Алексей Шульгин
И пусть вас не эпатирует заголовок: просто художник всю жизнь посвятил изображению мёртвой натуры – камней, черепков, сосудов, минералов, костей, коряг и старинных книг.
Красивый, как античная статуя, с пронзительными глазами, прозванный друзьями Француз, Дмитрий Михайлович Краснопевцев в середине 1950 х годов разительно отличался от других художников. Все мечтали попасть в МОСХ, а он нащупывал свою дорогу в искусстве, руководствуясь интуицией и европейскими живописью и графикой, которые жадно изучал.
«Время уничтожает медленно и красиво, человек – быстро, грубо и страшно…» – любил размышлять Д.М. Краснопевцев.
Говоря о Краснопевцеве, скульптор Эрнст Неизвестный писал: «Его тихий голос слышен будет долго, и я уверен, что к нему будут прислушиваться во времени всё больше и больше и всё пристальнее». В том, что сегодня его вспоминают редко, чаще на аукционах, виноваты люди. Какие-то тёмные дела, покупка «Натюрморта с тремя кувшинами» за миллион долларов в 2006 году. Люди, в общем, виноваты. И, как ни парадоксально, он сам виноват: потому что всю жизнь стоял в стороне от хайвея искусства, работал келейно и нужных знакомств не водил, за границу не рвался.
«Что бы ни случилось с тобой в жизни, не печалься и не радуйся безмерно. Всё было предопределено заранее, а твоя «свобода воли» состоит лишь в том, чтобы понять, принять и как можно лучше исполнить тебе порученное. Поэтому недостойно и глупо просить у Бога что бы то ни было…» (из дневников Дмитрия Краснопевцева).
Краснопевцев, возможно, предчувствовал эту временную и личностную катастрофу. Как вспоминал другой художник Дмитрий Плавинский:
«– Дима, – говорит мне Дима, – ты единственный из нас можешь написать воспоминания о том, как и чем мы жили, не искусствоведческий труд, а просто всё то, что придёт в голову. Пройдёт некоторое время, и, я уверен, это будет интересно.
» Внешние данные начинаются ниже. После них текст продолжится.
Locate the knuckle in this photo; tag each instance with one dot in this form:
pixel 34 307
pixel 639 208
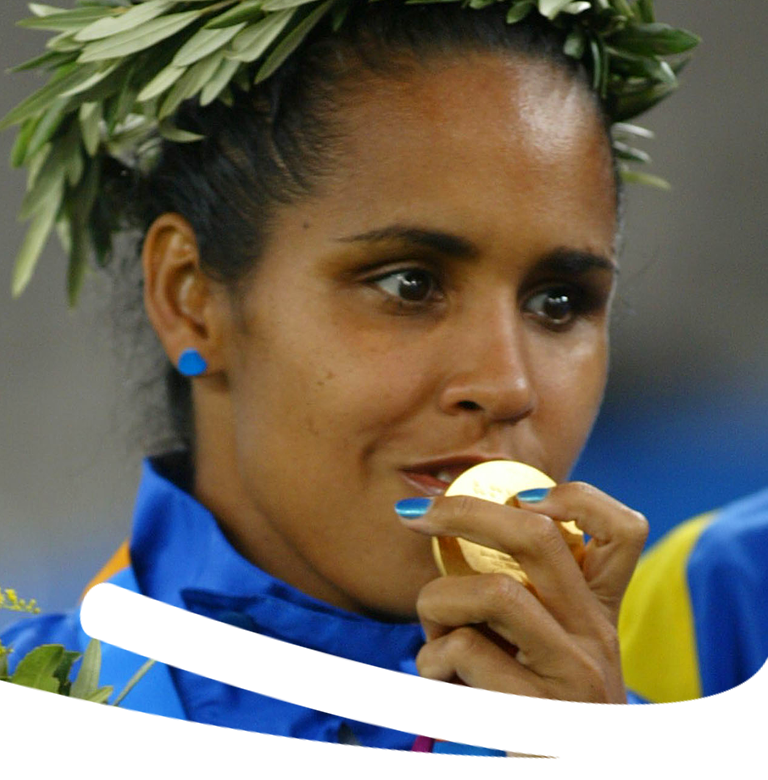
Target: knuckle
pixel 583 488
pixel 501 592
pixel 456 508
pixel 462 641
pixel 545 535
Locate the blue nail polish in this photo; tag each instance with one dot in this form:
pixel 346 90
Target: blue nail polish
pixel 411 508
pixel 533 496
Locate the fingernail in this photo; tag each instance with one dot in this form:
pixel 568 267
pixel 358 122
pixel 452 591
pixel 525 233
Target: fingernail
pixel 411 508
pixel 532 496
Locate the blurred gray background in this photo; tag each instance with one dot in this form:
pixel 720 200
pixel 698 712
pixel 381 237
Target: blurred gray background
pixel 685 420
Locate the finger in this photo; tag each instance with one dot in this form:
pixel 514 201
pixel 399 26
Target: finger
pixel 468 655
pixel 617 534
pixel 516 617
pixel 533 539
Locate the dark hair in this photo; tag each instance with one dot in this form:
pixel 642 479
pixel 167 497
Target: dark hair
pixel 274 143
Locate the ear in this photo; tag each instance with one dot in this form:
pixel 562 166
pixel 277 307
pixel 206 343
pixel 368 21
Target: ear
pixel 178 297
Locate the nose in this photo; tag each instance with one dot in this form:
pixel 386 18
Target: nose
pixel 490 370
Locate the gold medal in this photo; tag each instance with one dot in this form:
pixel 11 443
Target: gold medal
pixel 498 481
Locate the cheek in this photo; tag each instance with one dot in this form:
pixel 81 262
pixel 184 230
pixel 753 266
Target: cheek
pixel 571 388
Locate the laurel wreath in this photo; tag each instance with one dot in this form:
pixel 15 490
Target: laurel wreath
pixel 120 69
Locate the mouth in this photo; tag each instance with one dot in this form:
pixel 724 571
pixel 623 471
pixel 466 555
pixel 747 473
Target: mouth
pixel 433 479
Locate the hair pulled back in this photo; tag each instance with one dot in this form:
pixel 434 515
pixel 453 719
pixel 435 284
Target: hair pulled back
pixel 274 143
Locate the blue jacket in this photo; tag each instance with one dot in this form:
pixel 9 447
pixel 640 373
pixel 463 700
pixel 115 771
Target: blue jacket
pixel 179 555
pixel 695 618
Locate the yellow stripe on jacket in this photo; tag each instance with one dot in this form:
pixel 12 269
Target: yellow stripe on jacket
pixel 656 628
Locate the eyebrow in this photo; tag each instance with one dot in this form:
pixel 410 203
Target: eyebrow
pixel 436 240
pixel 562 260
pixel 575 262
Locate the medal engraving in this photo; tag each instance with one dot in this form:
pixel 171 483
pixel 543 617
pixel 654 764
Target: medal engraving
pixel 498 481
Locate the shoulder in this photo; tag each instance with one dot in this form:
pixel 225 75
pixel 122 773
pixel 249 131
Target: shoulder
pixel 737 538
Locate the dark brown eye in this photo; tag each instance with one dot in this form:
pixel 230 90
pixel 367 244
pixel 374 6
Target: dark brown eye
pixel 556 307
pixel 413 285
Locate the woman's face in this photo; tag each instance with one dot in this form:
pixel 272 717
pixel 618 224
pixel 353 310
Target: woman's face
pixel 441 301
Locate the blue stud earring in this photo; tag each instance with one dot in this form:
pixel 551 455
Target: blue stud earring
pixel 191 363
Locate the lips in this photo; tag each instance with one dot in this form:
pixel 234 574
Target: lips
pixel 433 478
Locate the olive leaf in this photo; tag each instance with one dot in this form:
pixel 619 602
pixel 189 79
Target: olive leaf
pixel 119 69
pixel 292 41
pixel 141 37
pixel 38 668
pixel 244 11
pixel 87 680
pixel 252 42
pixel 121 21
pixel 203 43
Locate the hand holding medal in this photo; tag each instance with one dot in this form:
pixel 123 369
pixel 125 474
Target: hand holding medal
pixel 527 607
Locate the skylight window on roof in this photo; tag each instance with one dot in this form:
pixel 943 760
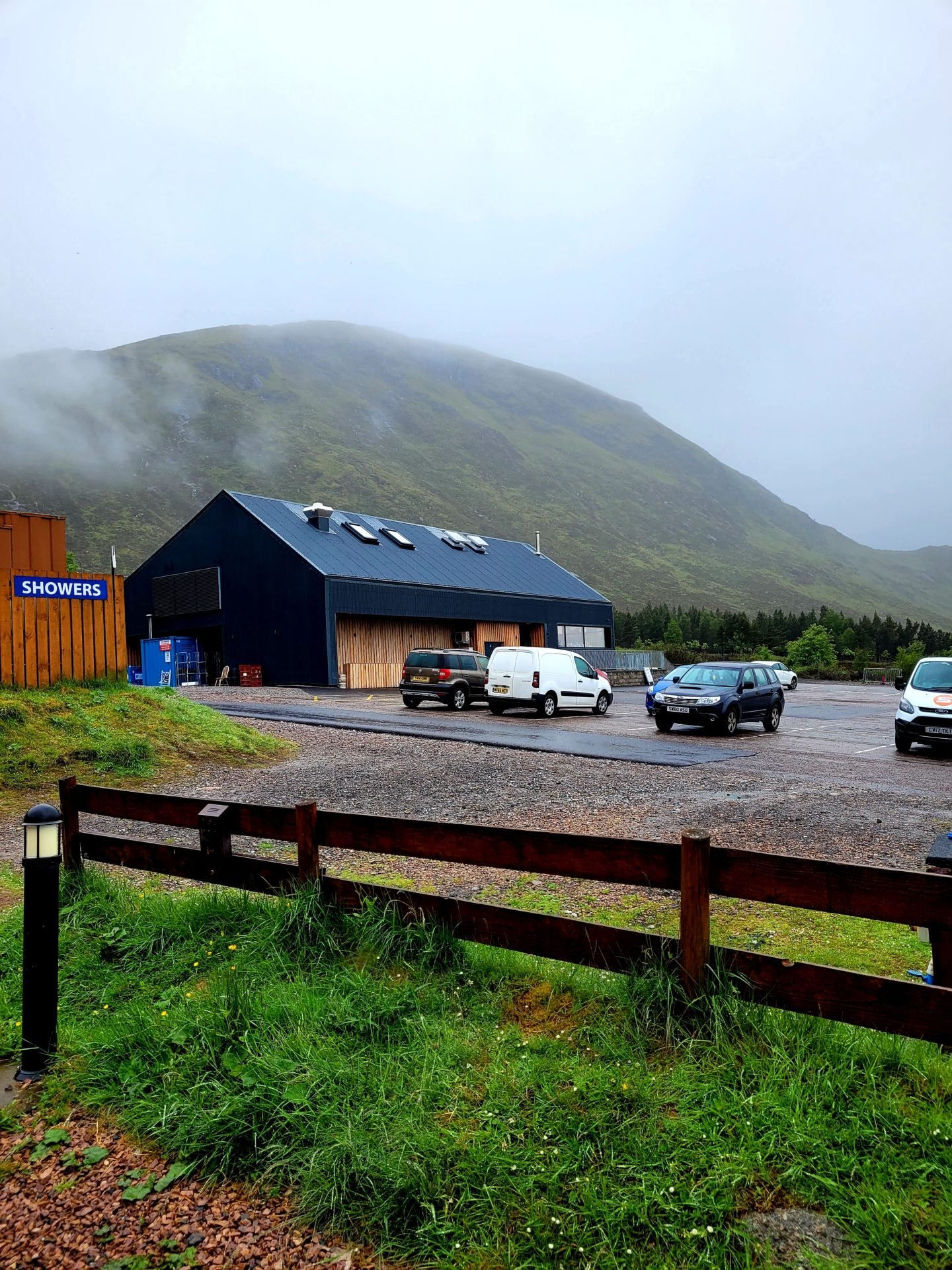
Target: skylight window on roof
pixel 400 539
pixel 361 531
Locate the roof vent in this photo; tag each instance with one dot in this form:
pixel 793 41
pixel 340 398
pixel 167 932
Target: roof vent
pixel 319 516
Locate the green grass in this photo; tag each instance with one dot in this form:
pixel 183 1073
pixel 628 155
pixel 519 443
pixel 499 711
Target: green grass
pixel 110 732
pixel 467 1108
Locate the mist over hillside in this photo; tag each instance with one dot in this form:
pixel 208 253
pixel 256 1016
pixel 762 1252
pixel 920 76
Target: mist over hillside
pixel 131 443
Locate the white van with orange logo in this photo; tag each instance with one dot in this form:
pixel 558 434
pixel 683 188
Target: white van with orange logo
pixel 924 712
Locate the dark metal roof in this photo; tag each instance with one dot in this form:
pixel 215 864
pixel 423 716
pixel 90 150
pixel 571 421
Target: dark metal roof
pixel 510 568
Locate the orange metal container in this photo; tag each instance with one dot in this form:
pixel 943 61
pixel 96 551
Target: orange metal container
pixel 33 541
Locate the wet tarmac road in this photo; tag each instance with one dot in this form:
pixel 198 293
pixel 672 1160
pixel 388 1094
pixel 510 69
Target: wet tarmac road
pixel 479 727
pixel 847 728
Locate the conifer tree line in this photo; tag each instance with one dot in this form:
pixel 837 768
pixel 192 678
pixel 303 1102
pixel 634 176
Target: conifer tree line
pixel 716 632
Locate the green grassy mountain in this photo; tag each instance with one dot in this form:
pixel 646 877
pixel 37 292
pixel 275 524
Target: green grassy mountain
pixel 131 443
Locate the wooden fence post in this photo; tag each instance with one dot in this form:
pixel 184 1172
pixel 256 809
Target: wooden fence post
pixel 941 940
pixel 309 857
pixel 695 910
pixel 214 836
pixel 71 854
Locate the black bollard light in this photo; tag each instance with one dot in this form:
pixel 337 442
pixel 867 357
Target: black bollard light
pixel 42 853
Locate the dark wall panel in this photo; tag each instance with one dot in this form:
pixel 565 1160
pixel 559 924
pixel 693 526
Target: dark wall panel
pixel 272 603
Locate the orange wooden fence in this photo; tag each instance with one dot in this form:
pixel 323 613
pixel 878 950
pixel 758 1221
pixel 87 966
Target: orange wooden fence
pixel 44 640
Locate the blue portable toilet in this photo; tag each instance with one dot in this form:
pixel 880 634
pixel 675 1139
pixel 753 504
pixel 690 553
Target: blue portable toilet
pixel 171 661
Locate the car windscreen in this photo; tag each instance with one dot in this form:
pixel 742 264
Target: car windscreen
pixel 428 659
pixel 711 676
pixel 932 677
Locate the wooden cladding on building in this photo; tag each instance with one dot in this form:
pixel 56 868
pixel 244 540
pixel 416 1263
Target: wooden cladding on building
pixel 31 542
pixel 371 651
pixel 44 640
pixel 494 633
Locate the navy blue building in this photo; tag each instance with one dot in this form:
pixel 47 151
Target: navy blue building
pixel 314 595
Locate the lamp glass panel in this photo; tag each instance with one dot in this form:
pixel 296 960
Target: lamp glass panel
pixel 31 841
pixel 48 841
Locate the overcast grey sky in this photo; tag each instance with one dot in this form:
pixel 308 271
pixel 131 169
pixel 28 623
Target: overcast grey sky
pixel 735 214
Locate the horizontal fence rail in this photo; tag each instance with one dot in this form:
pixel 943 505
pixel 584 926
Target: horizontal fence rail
pixel 695 868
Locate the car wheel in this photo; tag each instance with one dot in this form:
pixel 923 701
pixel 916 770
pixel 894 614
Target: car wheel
pixel 731 720
pixel 549 706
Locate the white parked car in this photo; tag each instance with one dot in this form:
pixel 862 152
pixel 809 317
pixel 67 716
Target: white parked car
pixel 926 706
pixel 787 677
pixel 547 679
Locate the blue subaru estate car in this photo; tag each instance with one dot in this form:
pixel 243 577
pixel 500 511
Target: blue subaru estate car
pixel 669 679
pixel 723 695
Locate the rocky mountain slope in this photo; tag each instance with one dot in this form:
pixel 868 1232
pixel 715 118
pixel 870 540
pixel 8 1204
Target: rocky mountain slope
pixel 130 444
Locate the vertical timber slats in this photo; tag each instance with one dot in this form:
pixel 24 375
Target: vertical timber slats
pixel 45 640
pixel 5 624
pixel 495 633
pixel 371 651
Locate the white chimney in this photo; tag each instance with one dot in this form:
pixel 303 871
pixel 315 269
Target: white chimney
pixel 319 516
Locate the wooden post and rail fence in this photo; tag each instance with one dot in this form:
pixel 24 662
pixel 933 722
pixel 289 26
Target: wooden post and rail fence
pixel 695 868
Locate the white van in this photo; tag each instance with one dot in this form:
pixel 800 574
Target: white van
pixel 547 679
pixel 926 706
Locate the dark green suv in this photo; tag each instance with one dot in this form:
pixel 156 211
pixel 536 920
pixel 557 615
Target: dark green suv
pixel 457 677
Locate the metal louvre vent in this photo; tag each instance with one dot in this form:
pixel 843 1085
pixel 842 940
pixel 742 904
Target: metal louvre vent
pixel 194 592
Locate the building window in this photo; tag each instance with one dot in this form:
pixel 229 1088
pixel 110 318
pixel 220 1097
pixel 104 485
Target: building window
pixel 583 636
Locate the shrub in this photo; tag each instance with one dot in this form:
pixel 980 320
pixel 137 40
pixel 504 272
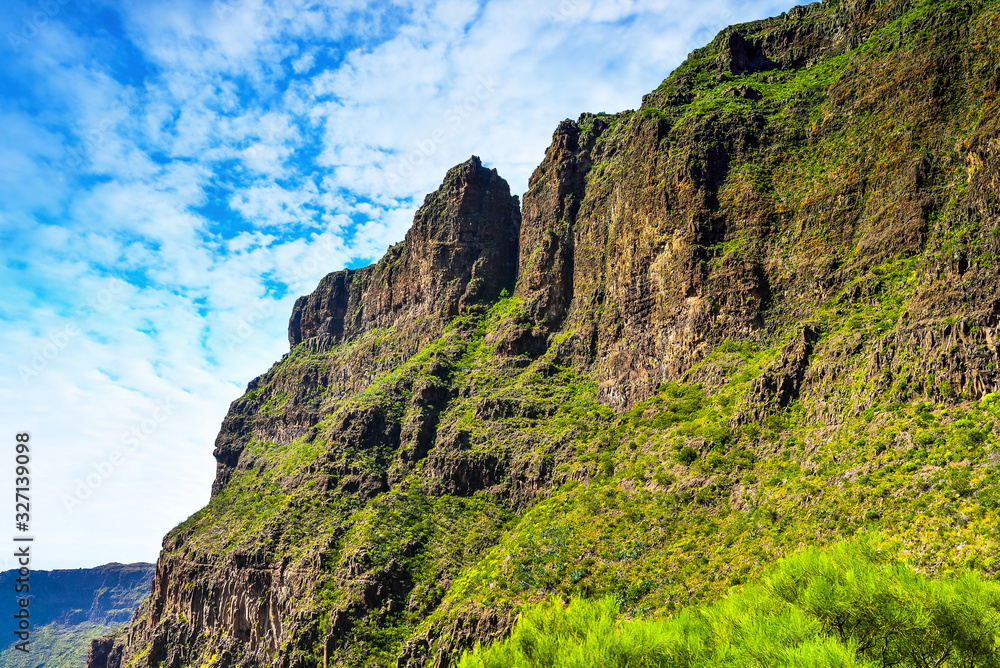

– Дима, – отвечаю я Диме, – жизнь полна бессмысленной динамики, и сосредоточиться на прошлом нет возможности. Вот попаду в больницу, тогда может быть…
Но жизнь не любит шуток…»
Ему повезло с покровителями: очень рано творчество Краснопевцева оценили Г.Д. Костаки и С.Т Рихтер, ставшие друзьями и меценатами художника. Оба сыграли судьбоносные роли. Два этих человека, по сути, стали ангелами-хранителями молодого человека. Хотя всё в условиях рабоче-крестьянской законности и в реалиях социалистического общества было небезоблачно.
В доме Костаки Краснопевцев появился в 1958 году и быстро стал своим человеком. О чём сам не раз вспоминал впоследствии: «Я могу сказать с гордостью: я был его другом. Мы сошлись интересами и даже характерами. Костаки любил ездить со мной к художникам, их вдовам, родственникам. Помогал ли я ему в отборе работ? Нет».
И Костаки подчёркивал, уже живя в Греции, переосмыслив многое в своей жизни: «Я не порывал с теми, кто стал мне особенно близок, – Анатолием Зверевым, Дмитрием Плавинским и прежде всего Дмитрием Краснопевцевым». Прошу отметить это «прежде всего». Сегодня, когда так много говорится, что из молодых художников-нонконформистов для Костаки якобы существовал один Зверев…
Вот что вспоминает о художнике дочь Георгия Костаки Алики: «Димочка Краснопевцев… Мало того что это близкий для меня человек – был кум. В 1963 году он Катьку крестил. Об этом не знают, но Краснопевцев у многих был крёстным отцом и сам шутил: «У меня все крестники удачные. Гарантирую».
Что о нём можно сказать? Он некрикливый был. Согласитесь, есть некая закономерность, что многие художники пробивные, нахрапистые. Ведь можно же даже по этим качествам поделить художников. Васильев и Булатов, например. Вот Олег Васильев – тихий, потрясающе милый человек. И Булатов – совершенно иной по характеру. В этом счастливом случае Васильеву повезло, что очень многие организационные, административные вопросы решал Булатов. Они в счастливом смысле друзья были. И в жизни, и в творчестве по-разному себя проявляли.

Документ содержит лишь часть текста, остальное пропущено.